Two methods were explored to potentially enhance LLMs' planning performance: fine-tuning with planning data and prompting with hints or external verifiers. However, fine-tuning didn't show significant improvement, suggesting that it might lead to better approximate retrieval rather than genuine planning.
The paper advocates for a framework where LLMs' generative capabilities are combined with external verifiers to ensure the correctness and soundness of the planning and reasoning outputs, a setup referred to as LLM-Modulo frameworks.
The study concludes that while LLMs exhibit some level of problem-solving capability, their performance in planning and reasoning tasks is largely based on approximate retrieval and memorisation, not genuine reasoning or planning as traditionally understood in AI.
The paper critiques the common practice of iterative prompting by humans in the loop, which may lead to a Clever Hans effect, where the human's input, rather than the LLM's reasoning, guides the outcome.
This approach is contrasted with self-improvement methods where LLMs critique and refine their own outputs.

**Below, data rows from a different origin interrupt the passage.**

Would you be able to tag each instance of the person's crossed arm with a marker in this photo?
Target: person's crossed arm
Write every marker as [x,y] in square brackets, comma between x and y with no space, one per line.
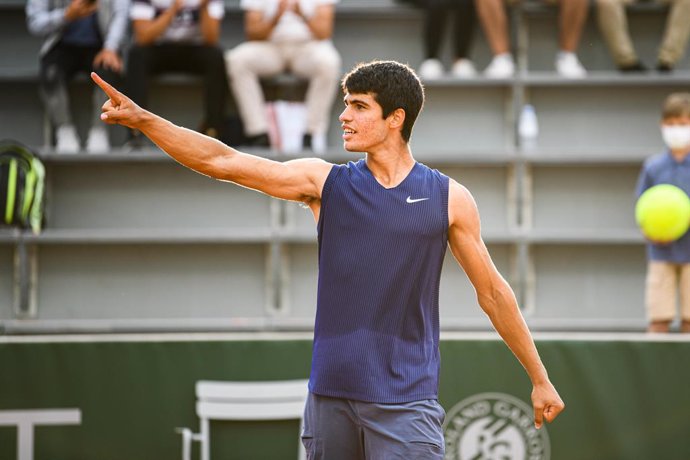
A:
[297,180]
[496,298]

However, the author finds such self-verification to potentially worsen performance due to LLMs generating both false positives and negatives.
The author suggests a LLM-Modulo framework where LLMs generate potential solutions vetted by external verifiers or expert humans, ensuring a sound outcome. The paper also reflects on the broader implications of LLMs in AI, suggesting they can serve as knowledge sources for domain-specific information, a role previously filled by human knowledge engineers.
In summary, while LLMs demonstrate some level of problem-solving ability, their effectiveness in planning and reasoning is largely attributed to their retrieval capabilities rather than genuine reasoning or planning.
The LLM-Modulo framework is proposed as a principled way to leverage LLMs' idea generation for reasoning tasks, supported by external verification to ensure accuracy and soundness.